Mythical scaly lizard, snake or fire-breathing monster. Often depicted with wings, talons and a lashing tail. In some traditions it has many heads, or changes shape at will. Sometimes, such as the tale of St George and the dragon, it is used symbolically as the personification of evil. In China and Japan, the dragon is identified with a beneficent force of nature.

Summary Article: dragon
From The Hutchinson Unabridged Encyclopedia with Atlas and Weather Guide

Mythical reptilian beast, often portrayed with wings and breathing fire. An occasional feature of classical legends such as the rescue of Andromeda, dragons later held a central place as opponents of gods and heroes in Vedic, Teutonic (Siegfried), Anglo-Saxon (Beowulf), and Christian (St George) mythologies, possibly accounting for their heraldic role on medieval banners and weaponry.

The Red Dragon is familiar as the badge of Wales. In English heraldry the dragon was originally indistinguishable from the wyvern, a dragonlike creature with a long tail instead of hind legs, but from Tudor times dragons were usually depicted with four legs. In Christian art the dragon is linked with the devil; but in traditional Chinese belief it is a benevolent monster, a symbol of divinity and royalty, and an omen of prosperity, associated with storms and rain.
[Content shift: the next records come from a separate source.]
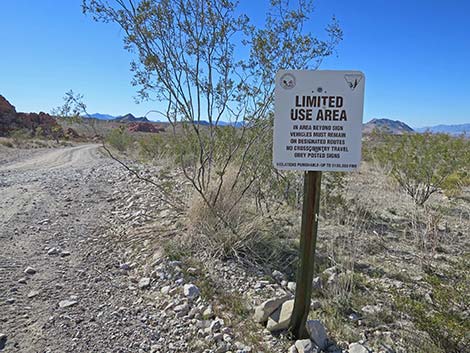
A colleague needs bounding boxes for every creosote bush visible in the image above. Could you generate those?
[373,133,470,206]
[177,166,296,271]
[106,127,134,152]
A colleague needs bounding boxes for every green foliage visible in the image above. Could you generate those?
[83,0,342,220]
[373,133,470,206]
[106,127,134,152]
[395,268,470,353]
[138,134,170,161]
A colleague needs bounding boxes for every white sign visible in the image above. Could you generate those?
[273,70,365,172]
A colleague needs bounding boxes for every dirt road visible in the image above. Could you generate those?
[0,145,158,353]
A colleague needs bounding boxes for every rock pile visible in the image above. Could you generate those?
[127,122,165,133]
[0,95,64,138]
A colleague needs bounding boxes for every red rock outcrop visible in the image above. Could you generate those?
[127,122,165,133]
[0,95,64,138]
[0,95,19,136]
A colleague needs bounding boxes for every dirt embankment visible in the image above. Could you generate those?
[0,145,163,353]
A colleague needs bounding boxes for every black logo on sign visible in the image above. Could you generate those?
[344,74,362,91]
[281,74,295,89]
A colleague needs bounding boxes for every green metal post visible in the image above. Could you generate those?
[289,171,321,339]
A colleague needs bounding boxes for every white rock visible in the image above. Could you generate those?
[60,250,70,257]
[349,342,369,353]
[183,284,200,299]
[295,339,316,353]
[160,286,171,294]
[47,248,59,255]
[306,320,328,349]
[361,305,382,315]
[310,300,321,310]
[139,277,150,289]
[24,266,36,275]
[253,295,292,322]
[28,290,39,298]
[287,282,296,292]
[59,300,78,308]
[266,299,294,332]
[119,263,131,271]
[287,344,299,353]
[173,304,189,314]
[209,318,224,332]
[202,305,214,320]
[312,277,322,290]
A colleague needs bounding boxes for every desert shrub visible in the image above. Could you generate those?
[0,140,15,148]
[395,270,470,353]
[138,134,169,161]
[10,129,31,146]
[374,133,470,206]
[173,169,296,272]
[106,127,134,152]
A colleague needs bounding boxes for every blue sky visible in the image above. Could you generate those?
[0,0,470,127]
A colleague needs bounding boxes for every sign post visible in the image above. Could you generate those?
[273,70,365,338]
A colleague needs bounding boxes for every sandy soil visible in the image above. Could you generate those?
[0,145,161,353]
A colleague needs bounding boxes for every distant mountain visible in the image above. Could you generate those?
[191,120,245,128]
[415,124,470,136]
[85,113,116,120]
[362,119,414,135]
[114,113,149,123]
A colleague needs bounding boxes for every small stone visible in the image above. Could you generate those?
[273,270,285,281]
[47,248,59,256]
[183,284,200,299]
[209,319,224,332]
[173,304,189,314]
[310,300,321,310]
[60,250,70,257]
[361,305,382,315]
[253,295,292,322]
[119,263,131,271]
[348,342,369,353]
[287,344,299,353]
[306,320,328,349]
[59,300,78,308]
[139,277,150,289]
[186,267,197,275]
[266,299,294,332]
[202,305,214,320]
[160,286,171,295]
[295,339,317,353]
[28,290,39,298]
[312,277,322,290]
[24,266,36,275]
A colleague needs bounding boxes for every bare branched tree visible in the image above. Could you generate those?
[83,0,342,226]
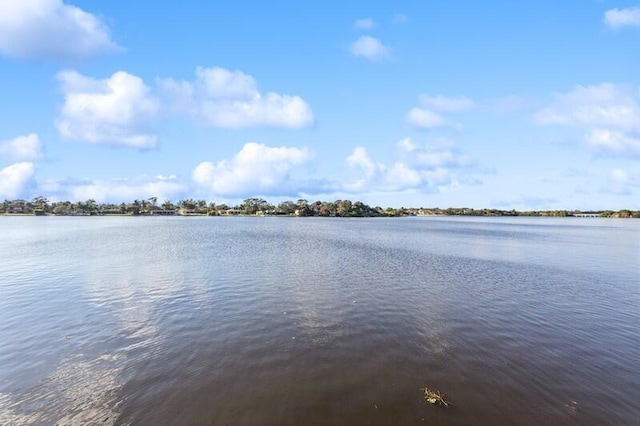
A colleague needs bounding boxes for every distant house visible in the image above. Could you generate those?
[149,210,176,216]
[6,200,27,214]
[220,209,244,216]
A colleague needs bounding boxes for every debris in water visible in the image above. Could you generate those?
[420,388,451,407]
[564,401,580,413]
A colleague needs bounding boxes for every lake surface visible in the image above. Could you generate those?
[0,217,640,425]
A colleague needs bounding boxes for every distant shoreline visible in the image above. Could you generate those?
[0,197,640,218]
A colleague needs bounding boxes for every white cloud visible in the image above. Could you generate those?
[342,138,473,193]
[56,71,159,148]
[602,168,640,195]
[0,162,34,199]
[159,67,314,128]
[534,83,640,157]
[40,176,188,203]
[192,142,311,197]
[407,95,476,129]
[604,7,640,29]
[407,108,449,129]
[0,133,42,160]
[353,18,376,30]
[351,36,389,61]
[0,0,120,59]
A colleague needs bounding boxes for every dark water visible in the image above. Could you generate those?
[0,217,640,425]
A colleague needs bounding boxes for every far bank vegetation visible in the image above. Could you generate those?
[0,196,640,218]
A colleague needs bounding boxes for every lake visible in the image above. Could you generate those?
[0,217,640,425]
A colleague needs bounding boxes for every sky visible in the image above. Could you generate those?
[0,0,640,210]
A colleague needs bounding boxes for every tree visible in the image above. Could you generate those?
[32,196,49,212]
[240,198,268,214]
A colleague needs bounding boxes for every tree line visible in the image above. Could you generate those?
[0,196,640,218]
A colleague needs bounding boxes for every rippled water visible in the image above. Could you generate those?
[0,217,640,425]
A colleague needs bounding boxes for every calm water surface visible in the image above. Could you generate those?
[0,217,640,425]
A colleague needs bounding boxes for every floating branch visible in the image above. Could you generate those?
[420,388,451,407]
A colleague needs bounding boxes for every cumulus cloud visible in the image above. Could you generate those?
[0,162,35,199]
[534,83,640,157]
[353,18,376,30]
[604,7,640,29]
[342,138,473,192]
[192,142,311,197]
[0,0,120,59]
[407,95,475,129]
[40,175,188,203]
[159,67,314,128]
[0,133,42,160]
[56,71,159,148]
[602,168,640,195]
[351,36,389,61]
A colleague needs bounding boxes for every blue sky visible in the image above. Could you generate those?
[0,0,640,210]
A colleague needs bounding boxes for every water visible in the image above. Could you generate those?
[0,217,640,425]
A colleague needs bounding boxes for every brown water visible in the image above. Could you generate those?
[0,217,640,425]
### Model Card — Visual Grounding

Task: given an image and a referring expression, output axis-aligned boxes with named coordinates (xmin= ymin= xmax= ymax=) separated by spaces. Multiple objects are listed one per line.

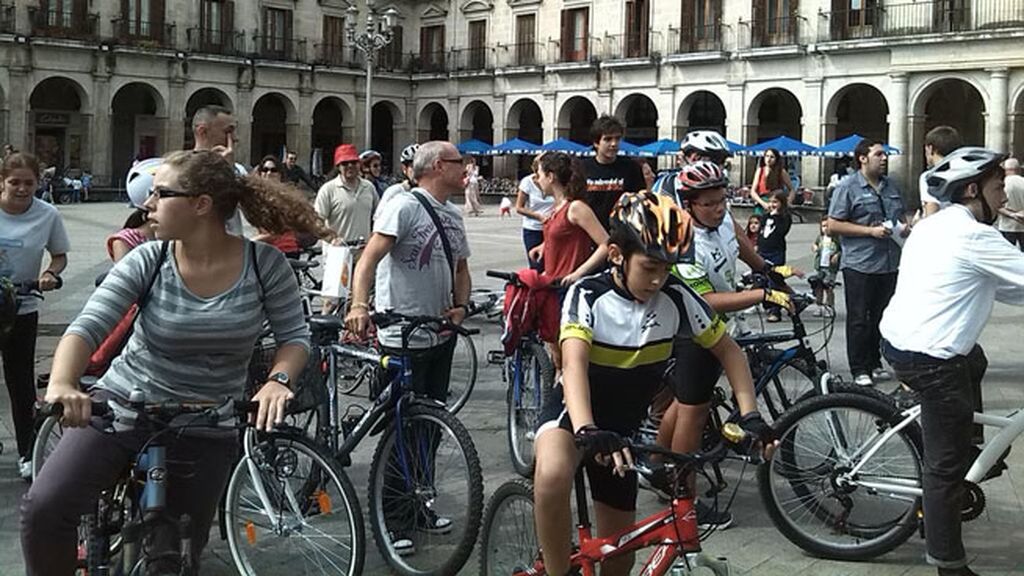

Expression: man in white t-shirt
xmin=918 ymin=126 xmax=964 ymax=218
xmin=995 ymin=158 xmax=1024 ymax=251
xmin=345 ymin=141 xmax=471 ymax=556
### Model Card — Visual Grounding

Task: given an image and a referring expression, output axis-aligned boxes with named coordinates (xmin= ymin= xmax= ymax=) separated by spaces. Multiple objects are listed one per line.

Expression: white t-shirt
xmin=0 ymin=199 xmax=71 ymax=315
xmin=374 ymin=188 xmax=469 ymax=348
xmin=519 ymin=175 xmax=555 ymax=231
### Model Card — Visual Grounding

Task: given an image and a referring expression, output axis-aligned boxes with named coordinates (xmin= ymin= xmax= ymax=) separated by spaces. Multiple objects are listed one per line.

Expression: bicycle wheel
xmin=480 ymin=479 xmax=541 ymax=576
xmin=758 ymin=393 xmax=923 ymax=560
xmin=444 ymin=334 xmax=477 ymax=414
xmin=370 ymin=404 xmax=483 ymax=576
xmin=506 ymin=342 xmax=555 ymax=479
xmin=32 ymin=409 xmax=63 ymax=482
xmin=224 ymin=434 xmax=366 ymax=576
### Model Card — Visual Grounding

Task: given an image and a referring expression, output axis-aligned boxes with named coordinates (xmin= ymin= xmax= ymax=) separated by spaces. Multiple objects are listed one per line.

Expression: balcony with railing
xmin=185 ymin=28 xmax=246 ymax=56
xmin=29 ymin=6 xmax=99 ymax=42
xmin=750 ymin=15 xmax=800 ymax=48
xmin=495 ymin=42 xmax=547 ymax=68
xmin=0 ymin=4 xmax=17 ymax=34
xmin=818 ymin=0 xmax=1024 ymax=41
xmin=111 ymin=18 xmax=177 ymax=48
xmin=253 ymin=34 xmax=306 ymax=61
xmin=449 ymin=46 xmax=495 ymax=72
xmin=601 ymin=30 xmax=665 ymax=59
xmin=313 ymin=42 xmax=365 ymax=68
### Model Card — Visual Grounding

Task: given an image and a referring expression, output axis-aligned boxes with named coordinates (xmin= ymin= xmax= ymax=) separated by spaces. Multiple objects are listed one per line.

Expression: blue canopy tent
xmin=456 ymin=138 xmax=490 ymax=156
xmin=737 ymin=136 xmax=817 ymax=156
xmin=487 ymin=138 xmax=541 ymax=156
xmin=811 ymin=134 xmax=903 ymax=158
xmin=541 ymin=138 xmax=591 ymax=156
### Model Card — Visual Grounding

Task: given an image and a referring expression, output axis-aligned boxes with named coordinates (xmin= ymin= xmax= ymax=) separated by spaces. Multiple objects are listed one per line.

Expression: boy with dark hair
xmin=583 ymin=114 xmax=647 ymax=230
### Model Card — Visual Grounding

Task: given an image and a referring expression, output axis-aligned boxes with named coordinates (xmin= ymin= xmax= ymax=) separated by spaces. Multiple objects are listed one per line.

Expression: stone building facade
xmin=0 ymin=0 xmax=1024 ymax=192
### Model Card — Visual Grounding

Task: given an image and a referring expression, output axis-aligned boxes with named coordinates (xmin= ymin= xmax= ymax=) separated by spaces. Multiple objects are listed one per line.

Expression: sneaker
xmin=389 ymin=532 xmax=416 ymax=556
xmin=853 ymin=374 xmax=874 ymax=386
xmin=416 ymin=510 xmax=452 ymax=534
xmin=17 ymin=458 xmax=32 ymax=482
xmin=693 ymin=500 xmax=732 ymax=530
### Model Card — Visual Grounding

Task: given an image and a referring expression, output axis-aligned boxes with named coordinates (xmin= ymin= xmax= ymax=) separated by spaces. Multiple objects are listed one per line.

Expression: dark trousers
xmin=22 ymin=420 xmax=239 ymax=576
xmin=0 ymin=312 xmax=39 ymax=458
xmin=843 ymin=270 xmax=896 ymax=376
xmin=884 ymin=340 xmax=988 ymax=568
xmin=381 ymin=335 xmax=456 ymax=536
xmin=1001 ymin=232 xmax=1024 ymax=251
xmin=522 ymin=229 xmax=544 ymax=272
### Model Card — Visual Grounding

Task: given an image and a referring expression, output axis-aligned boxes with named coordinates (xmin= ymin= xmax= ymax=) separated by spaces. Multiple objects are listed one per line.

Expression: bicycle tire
xmin=370 ymin=404 xmax=483 ymax=576
xmin=479 ymin=479 xmax=541 ymax=576
xmin=758 ymin=392 xmax=923 ymax=561
xmin=505 ymin=341 xmax=555 ymax=479
xmin=224 ymin=433 xmax=366 ymax=576
xmin=444 ymin=334 xmax=479 ymax=414
xmin=32 ymin=416 xmax=63 ymax=482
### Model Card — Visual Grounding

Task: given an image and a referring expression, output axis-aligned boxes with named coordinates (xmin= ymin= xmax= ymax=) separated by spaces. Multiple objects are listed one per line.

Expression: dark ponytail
xmin=540 ymin=152 xmax=587 ymax=200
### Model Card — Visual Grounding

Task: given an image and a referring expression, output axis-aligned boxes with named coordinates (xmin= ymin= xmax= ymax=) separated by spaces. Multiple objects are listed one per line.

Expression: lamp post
xmin=345 ymin=0 xmax=398 ymax=150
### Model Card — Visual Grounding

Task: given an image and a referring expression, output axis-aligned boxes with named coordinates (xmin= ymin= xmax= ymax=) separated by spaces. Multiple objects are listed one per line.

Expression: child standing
xmin=807 ymin=214 xmax=842 ymax=316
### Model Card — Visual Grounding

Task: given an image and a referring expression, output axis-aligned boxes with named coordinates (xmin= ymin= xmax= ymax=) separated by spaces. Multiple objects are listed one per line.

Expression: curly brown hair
xmin=164 ymin=150 xmax=336 ymax=240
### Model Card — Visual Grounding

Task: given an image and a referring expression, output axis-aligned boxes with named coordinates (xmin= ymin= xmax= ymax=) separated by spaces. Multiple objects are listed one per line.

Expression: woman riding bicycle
xmin=22 ymin=151 xmax=331 ymax=576
xmin=0 ymin=153 xmax=70 ymax=480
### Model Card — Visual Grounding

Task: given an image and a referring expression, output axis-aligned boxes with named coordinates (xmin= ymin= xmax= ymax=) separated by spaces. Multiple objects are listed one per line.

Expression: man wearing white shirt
xmin=880 ymin=148 xmax=1024 ymax=576
xmin=918 ymin=126 xmax=964 ymax=218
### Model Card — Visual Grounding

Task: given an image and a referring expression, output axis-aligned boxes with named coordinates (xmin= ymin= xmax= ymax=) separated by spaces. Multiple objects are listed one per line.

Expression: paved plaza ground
xmin=0 ymin=203 xmax=1024 ymax=576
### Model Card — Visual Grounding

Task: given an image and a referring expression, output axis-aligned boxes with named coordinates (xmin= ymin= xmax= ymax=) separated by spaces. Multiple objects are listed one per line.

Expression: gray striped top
xmin=66 ymin=241 xmax=309 ymax=402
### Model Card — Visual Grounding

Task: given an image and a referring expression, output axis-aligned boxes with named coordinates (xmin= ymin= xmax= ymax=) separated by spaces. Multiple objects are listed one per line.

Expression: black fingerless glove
xmin=575 ymin=424 xmax=626 ymax=458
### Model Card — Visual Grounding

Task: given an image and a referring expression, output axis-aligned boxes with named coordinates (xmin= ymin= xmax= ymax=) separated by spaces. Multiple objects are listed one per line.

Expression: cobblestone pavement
xmin=0 ymin=204 xmax=1024 ymax=576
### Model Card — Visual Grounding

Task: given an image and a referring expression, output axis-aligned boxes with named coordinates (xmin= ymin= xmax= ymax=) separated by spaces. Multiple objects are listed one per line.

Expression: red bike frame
xmin=514 ymin=468 xmax=700 ymax=576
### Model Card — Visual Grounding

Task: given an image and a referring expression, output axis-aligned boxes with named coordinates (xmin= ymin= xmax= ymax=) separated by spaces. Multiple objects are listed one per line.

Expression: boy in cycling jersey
xmin=879 ymin=148 xmax=1024 ymax=576
xmin=534 ymin=193 xmax=770 ymax=576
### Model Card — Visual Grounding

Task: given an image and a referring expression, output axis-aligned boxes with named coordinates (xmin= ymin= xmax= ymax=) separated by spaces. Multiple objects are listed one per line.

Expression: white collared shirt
xmin=879 ymin=204 xmax=1024 ymax=359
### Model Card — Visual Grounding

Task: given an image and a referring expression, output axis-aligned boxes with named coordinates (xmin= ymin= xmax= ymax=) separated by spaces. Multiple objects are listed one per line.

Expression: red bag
xmin=85 ymin=241 xmax=170 ymax=376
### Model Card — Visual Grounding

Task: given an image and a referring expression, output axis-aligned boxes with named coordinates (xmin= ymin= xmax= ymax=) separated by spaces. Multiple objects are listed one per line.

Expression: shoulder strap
xmin=136 ymin=240 xmax=171 ymax=309
xmin=413 ymin=191 xmax=455 ymax=290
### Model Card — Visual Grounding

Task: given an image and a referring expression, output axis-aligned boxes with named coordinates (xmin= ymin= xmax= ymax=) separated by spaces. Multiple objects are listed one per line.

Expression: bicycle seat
xmin=308 ymin=314 xmax=345 ymax=332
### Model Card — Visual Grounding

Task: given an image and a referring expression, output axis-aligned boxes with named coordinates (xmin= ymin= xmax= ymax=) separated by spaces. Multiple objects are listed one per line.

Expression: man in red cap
xmin=313 ymin=145 xmax=378 ymax=241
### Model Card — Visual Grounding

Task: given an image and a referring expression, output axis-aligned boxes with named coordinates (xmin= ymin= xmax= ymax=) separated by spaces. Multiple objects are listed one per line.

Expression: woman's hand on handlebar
xmin=253 ymin=380 xmax=295 ymax=431
xmin=43 ymin=381 xmax=92 ymax=428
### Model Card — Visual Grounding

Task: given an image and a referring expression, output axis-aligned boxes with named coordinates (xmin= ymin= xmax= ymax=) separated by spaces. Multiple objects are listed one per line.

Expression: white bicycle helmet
xmin=925 ymin=147 xmax=1007 ymax=202
xmin=398 ymin=143 xmax=420 ymax=164
xmin=679 ymin=130 xmax=732 ymax=158
xmin=125 ymin=158 xmax=164 ymax=209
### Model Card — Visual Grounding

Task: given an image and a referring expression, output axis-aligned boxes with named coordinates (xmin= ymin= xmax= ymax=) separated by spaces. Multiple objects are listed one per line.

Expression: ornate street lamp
xmin=345 ymin=0 xmax=398 ymax=150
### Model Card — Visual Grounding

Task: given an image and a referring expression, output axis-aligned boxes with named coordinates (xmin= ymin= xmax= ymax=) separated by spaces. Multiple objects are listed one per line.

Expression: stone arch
xmin=250 ymin=92 xmax=295 ymax=165
xmin=29 ymin=76 xmax=90 ymax=176
xmin=309 ymin=95 xmax=355 ymax=174
xmin=615 ymin=93 xmax=657 ymax=145
xmin=676 ymin=90 xmax=726 ymax=139
xmin=418 ymin=101 xmax=450 ymax=142
xmin=110 ymin=82 xmax=167 ymax=176
xmin=505 ymin=97 xmax=544 ymax=143
xmin=555 ymin=96 xmax=597 ymax=146
xmin=459 ymin=100 xmax=495 ymax=145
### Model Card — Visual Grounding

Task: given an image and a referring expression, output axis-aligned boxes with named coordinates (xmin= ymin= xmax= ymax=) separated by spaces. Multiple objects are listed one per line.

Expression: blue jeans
xmin=522 ymin=229 xmax=544 ymax=272
xmin=882 ymin=341 xmax=988 ymax=569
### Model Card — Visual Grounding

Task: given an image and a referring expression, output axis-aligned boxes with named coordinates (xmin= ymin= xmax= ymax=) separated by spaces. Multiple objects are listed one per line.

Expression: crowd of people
xmin=0 ymin=98 xmax=1024 ymax=576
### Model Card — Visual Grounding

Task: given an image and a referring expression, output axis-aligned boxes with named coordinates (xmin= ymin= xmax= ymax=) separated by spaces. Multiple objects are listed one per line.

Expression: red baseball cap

Chinese dragons The creatures were first mentioned as early as the 3rd millennium BC when a pair were seen by the Yellow Emperor. A five-clawed dragon became the symbol of imperial authority and many of the emperor's possessions were given related names, including the dragon-throne, dragon-boat, and dragon-steps. Four dragon-kings were believed to rule the four seas and to bring rain. In times of drought, the dragon-king would be propitiated by offerings at temples by the sides of wells.

Greek dragons In Greek mythology the dragon is represented as an unresting sentinel; Ladon, offspring of the monster Typhon and Echidne (half woman, half serpent), guarded the golden apples tended by the Hesperides, and another sleepless dragon watched over the Golden Fleece sought by Jason and the Argonauts. The Hydra, a beast with nine heads, was slain by Heracles (Hercules).